Introduction
In 1979, I wrote to various
relatives to try to recapture many of the stories that Grandma Bessie used to
tell. It had only been four years since her passing and her stories were
already starting to drift away from me. Several people wrote me with
stories they remembered. Almost all of them were ones that I remembered
but the variations were many. I wrote the stories based on what I
remembered.
I gave them to my mother,
Viola Kubert Christensen, as a birthday present.
I thought she would be happy with them, but all they did was make
her cry so she stuck them away for about 10 years before she brought them
out. She then shared them with her brother Joe and her sister Judy.
They never got past the details to see the stories. They debated whether
it was a dime or a nickel, whether it was a half-dollar or a dollar, whether
the participant was this sister or that or if it was 10 miles or 20
miles. Again they got put aside. Later Mom recorded them to tape to
give to some of the nieces and nephews. She recorded only a few and
I don’t have the recording. In all the moving, the stories seem to have
been misplaced.
The stories as Viola relayed
on the tape were somber and reverent. They were retold earnestly and solemnly
as if reading gospel. Grandma told them with a laugh, a laugh that
sometimes consumed her so that one of us would have to pick up the story to
finish it. I miss that laugh.
When Mom and Dad moved to a
small apartment in a retirement center, I got the dubious task of trying to
clean out the garage and closets. Decades of mementos were stored.

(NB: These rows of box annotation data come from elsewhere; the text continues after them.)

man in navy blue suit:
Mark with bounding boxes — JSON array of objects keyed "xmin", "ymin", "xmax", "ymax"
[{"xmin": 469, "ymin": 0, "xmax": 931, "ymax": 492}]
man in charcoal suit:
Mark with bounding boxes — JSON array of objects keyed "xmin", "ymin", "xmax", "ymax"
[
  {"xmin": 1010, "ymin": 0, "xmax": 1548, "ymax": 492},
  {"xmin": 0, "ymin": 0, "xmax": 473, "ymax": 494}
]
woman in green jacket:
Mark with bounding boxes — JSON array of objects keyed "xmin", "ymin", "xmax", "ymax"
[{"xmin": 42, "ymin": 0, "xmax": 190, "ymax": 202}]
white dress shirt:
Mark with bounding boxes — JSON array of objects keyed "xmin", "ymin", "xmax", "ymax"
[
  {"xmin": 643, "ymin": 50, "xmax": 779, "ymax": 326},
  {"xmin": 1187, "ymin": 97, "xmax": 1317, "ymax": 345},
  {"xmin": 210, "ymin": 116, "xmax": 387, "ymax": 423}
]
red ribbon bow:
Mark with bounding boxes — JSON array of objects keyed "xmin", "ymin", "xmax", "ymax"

Some of the stories had surfaced. I guess you can’t keep a good tale
down. Even later when going through Moms things after she moved into a
nursing home, I would find one stuck in a
newspaper and another in a book as a bookmark. I never found all of
them.
I decided that maybe after
almost thirty years, nobody would care to distinguish the nickels and the dimes
and would just look at the story. The stories stand as they were written
in 1979 when I still had a memory of them. Some of Grandma’s tales did
not show the best side of the family, but they are not meant to be mean or
create ill will. They are just Grandma’s life, as she perceived it.